Dr. Verkes, who was not involved with this research, added that there are already several similar medications out there, and he is not sure there is need for another one.

"If they can show real benefits over the compounds we already have, then that would be interesting. But just being effective isn't really enough."

He further noted that the side effects found are "comparable with drugs we already know," and that he does not believe this is another good tool for the clinician's toolbox.

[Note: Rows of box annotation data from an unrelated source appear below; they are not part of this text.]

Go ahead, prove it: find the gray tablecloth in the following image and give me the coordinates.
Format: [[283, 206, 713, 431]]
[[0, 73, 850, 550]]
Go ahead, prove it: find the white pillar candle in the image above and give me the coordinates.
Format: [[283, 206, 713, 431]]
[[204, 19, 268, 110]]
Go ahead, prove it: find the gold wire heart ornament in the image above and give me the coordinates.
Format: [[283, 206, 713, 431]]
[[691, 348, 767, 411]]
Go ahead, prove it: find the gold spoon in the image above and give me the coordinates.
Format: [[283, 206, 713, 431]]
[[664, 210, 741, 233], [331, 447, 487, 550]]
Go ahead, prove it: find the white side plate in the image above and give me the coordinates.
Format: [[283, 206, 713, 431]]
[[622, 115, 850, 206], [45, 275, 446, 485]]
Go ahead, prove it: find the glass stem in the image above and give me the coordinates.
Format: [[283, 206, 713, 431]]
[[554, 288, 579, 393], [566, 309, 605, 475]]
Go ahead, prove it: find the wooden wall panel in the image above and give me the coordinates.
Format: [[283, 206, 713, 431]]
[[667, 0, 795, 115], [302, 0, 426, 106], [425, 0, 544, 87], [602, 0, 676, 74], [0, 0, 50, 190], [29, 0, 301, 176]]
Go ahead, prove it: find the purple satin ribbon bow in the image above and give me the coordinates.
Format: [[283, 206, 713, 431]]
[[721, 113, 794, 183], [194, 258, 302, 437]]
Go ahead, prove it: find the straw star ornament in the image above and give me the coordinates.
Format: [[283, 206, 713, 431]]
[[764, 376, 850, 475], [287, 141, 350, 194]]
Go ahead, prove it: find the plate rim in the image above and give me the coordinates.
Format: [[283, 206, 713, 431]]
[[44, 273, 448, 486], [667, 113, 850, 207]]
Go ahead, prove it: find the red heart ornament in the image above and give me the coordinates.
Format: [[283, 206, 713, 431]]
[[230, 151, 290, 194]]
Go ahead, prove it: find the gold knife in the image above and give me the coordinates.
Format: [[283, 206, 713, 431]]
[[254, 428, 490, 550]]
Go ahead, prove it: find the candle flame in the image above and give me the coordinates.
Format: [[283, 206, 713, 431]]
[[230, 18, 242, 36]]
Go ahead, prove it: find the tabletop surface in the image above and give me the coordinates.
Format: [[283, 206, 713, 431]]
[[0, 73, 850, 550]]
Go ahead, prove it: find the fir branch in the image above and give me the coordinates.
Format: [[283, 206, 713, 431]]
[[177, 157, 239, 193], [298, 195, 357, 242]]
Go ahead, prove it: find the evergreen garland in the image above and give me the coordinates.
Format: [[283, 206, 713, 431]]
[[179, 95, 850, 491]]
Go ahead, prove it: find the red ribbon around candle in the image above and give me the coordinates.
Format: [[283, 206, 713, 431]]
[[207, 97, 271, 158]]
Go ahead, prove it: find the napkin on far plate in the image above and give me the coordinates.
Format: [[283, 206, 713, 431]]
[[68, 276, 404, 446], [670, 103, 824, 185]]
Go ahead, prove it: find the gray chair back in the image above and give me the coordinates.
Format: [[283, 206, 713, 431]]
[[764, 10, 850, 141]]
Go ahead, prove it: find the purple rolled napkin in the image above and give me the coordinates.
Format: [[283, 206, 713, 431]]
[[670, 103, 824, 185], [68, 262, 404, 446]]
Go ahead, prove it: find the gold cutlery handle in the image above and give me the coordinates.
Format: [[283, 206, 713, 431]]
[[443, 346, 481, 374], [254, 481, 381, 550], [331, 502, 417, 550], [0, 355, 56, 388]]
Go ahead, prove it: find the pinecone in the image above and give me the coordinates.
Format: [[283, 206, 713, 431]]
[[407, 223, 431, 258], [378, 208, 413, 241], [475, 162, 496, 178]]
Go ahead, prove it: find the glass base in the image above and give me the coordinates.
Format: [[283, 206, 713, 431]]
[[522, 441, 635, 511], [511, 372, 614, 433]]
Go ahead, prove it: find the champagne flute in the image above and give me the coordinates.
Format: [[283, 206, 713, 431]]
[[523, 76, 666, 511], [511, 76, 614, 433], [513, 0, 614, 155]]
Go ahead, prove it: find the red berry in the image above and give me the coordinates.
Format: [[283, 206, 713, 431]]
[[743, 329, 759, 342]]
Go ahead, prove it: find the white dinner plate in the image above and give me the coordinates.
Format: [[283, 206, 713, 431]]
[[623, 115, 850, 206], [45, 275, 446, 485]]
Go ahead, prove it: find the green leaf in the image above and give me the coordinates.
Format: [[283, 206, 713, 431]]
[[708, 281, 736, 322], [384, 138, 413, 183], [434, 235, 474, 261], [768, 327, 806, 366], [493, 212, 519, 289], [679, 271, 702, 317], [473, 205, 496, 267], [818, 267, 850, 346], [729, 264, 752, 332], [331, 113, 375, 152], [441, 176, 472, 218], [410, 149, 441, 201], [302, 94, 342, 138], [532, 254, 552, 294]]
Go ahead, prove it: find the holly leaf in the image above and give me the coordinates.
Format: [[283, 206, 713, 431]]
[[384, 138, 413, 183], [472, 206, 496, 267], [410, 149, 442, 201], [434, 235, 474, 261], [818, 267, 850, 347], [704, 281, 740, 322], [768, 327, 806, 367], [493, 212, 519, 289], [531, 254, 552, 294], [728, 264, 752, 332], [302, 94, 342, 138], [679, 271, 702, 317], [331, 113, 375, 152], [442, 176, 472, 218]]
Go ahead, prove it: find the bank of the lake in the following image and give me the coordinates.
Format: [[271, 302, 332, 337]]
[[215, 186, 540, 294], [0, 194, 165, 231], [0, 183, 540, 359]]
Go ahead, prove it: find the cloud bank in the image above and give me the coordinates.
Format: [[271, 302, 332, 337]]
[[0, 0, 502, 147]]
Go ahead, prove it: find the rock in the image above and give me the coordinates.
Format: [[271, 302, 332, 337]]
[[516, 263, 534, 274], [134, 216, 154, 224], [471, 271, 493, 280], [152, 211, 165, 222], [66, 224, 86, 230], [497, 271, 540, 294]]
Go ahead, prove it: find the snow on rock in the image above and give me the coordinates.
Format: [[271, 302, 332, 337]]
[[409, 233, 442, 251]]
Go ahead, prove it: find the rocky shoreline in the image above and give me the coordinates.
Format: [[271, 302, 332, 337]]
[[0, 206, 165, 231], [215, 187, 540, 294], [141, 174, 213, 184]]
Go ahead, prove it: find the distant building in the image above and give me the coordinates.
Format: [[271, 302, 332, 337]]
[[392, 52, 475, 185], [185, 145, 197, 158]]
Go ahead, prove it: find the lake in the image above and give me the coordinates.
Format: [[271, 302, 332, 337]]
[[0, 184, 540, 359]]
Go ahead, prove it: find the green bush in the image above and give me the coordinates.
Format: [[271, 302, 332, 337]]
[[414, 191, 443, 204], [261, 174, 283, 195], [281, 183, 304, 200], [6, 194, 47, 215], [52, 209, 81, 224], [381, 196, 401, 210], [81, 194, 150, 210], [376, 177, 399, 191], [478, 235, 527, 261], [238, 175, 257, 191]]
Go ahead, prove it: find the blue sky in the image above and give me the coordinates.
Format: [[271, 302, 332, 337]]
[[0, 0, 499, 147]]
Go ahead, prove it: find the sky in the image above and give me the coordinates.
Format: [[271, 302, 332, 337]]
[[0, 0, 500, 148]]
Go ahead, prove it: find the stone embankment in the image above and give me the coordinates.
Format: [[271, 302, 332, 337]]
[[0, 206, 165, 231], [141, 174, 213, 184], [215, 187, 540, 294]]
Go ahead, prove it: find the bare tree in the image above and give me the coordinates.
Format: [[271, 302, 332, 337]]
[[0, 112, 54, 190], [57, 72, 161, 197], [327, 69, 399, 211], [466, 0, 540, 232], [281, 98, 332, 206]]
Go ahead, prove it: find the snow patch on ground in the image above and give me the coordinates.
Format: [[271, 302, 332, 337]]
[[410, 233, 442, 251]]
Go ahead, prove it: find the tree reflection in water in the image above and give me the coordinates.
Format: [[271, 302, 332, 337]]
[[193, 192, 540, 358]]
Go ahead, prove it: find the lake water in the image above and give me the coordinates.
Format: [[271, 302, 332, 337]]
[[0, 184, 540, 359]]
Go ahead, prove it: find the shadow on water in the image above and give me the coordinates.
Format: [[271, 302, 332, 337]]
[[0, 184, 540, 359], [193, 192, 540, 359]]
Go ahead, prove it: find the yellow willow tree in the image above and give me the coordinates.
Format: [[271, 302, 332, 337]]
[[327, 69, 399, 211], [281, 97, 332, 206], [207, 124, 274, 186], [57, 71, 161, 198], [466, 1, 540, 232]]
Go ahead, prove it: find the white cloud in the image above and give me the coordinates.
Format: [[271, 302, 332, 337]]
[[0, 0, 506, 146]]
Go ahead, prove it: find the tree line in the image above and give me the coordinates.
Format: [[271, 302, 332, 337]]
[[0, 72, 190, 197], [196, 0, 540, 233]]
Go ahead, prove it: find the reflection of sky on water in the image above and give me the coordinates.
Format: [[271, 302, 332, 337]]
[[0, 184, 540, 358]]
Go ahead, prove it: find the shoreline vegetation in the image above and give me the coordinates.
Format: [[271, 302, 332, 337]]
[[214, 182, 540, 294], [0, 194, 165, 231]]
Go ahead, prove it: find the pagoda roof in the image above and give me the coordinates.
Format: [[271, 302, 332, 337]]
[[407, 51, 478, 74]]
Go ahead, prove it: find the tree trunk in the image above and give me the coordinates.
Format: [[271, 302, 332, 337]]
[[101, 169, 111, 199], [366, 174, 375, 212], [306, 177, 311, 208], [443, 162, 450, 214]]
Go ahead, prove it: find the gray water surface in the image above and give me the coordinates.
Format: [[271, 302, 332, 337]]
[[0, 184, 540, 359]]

"I would say, put your efforts into something else, into something that we need. That said, this may be a good drug — and a perfectly adequate 'me too.' "

The study was funded by Forest Laboratories Inc and Pierre Fabre Médicament. Dr. Terner-Rosenthal is an employee of Forest Research Institute. Dr. Verkes has disclosed no relevant financial relationships.

25th European College of Neuropsychopharmacology (ECNP) Congress. Abstract P.2.c.020. Presented October 15, 2012.